许是汪姗尔的祈祷起了作用,深秋时断断续续下了几场秋雨,导致今年的秋天比往年更冷些,寒冬也来的更早些。
青山上光秃秃的,不若往日葱葱郁郁;青溪里结了一层厚厚的冰,有调皮的孩子还在上面滑冰,冻得鼻涕泡都吹出来了也不肯回家;汪家院里的柳树只剩下枝条在风中摇曳着,哗哗作响。
窗户发出一阵阵“咯吱咯吱”的响声,吵的让人心烦。汪姗尔和姐姐被裹得厚厚的,施展不开拳脚功夫,让她闷闷不乐许久。
孟瑶坐在炕边,心不在焉的绣着手里的帕子,时不时张望着门口。
汪鹏缩着脖子,拉紧了衣服的领口急匆匆地推门而进。“哎呀,这天太冷了。”他不停的揉搓双手嘴里哈着气说到“还得多砍点柴火,囤起来过冬,今年的柴火不够啊。”
“等天稍微暖和点再去,院子里的柴火够用一段时间了。”孟瑶边穿着针边说。
“咿咿呀呀~”
“啊哇哇哇哇~”
“这两个小家伙!”汪鹏脱掉半旧不新的黑色短袄,坐在炕边,脸带笑意,捏捏汪姗尔的肉脸说。
“啪~”汪姗尔一把打掉了自家亲爹作怪的手,双手在空中胡乱飞舞着,双腿也不停的踹着。
“不许捏我的脸,给我捏大了怎么办!我不想要你的大饼脸,我要娘亲的瓜子脸。”她嘴巴还在一张一合的,发出“咯啰咯啰”声音,逗得汪鹏大笑起来。
“你啊你!”孟瑶抬起头来,看着父女两的互动笑的合不拢嘴。复又低下头,轻抚发鬓,接着绣起了未绣完的帕子。
“娘子不必如此劳累,在家多休息休息。”汪鹏看着妻子心疼的说到。“我们虽良田,但每隔几日山里的陷阱都有野物收获,加上镇上周老爷家每日都需要柴火供应,换取的银钱够我们四口人的嚼用了。”

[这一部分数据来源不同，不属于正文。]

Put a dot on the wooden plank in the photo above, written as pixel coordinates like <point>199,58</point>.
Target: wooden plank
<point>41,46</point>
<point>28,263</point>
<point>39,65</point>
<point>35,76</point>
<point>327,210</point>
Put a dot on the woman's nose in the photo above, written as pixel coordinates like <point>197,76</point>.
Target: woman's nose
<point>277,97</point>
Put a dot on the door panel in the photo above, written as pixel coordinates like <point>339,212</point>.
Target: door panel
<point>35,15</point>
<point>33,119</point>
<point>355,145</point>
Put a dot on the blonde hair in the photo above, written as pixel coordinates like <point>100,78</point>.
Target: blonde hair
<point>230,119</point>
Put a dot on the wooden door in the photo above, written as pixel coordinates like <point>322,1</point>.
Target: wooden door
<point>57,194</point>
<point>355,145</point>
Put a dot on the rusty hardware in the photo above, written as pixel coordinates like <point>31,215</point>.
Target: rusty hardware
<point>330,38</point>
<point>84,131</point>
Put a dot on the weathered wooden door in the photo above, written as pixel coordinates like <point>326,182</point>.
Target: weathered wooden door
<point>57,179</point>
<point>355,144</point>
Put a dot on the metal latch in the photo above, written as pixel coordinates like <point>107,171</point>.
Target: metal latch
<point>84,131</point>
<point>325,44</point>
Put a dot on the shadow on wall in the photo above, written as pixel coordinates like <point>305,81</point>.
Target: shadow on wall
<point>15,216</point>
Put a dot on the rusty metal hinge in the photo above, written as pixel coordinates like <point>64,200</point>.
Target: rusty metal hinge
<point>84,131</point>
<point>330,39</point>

孟瑶手里的针线不停的翻飞着,一片栩栩如生的竹叶就成形了,毫不在意的说:“我在家闲着也是闲着,舒儿姗儿又听话,绣几个帕子不碍事,你也不用太辛苦。”
时间一晃而过,年关已至,家家户户的院里飘着欢声笑语,透着吉祥和谐。村里的土道上小孩子成群结伴,嬉笑打闹着,还在攀比着谁家的肉多,谁的新衣服好看。
汪家。
汪舒尔汪姗尔也换了一身新行头,坐在炕中间,红色的小棉袄衬得两人愈发像年画上的小娃娃,灵动喜人,谁见了都说两人是天上的仙女下凡。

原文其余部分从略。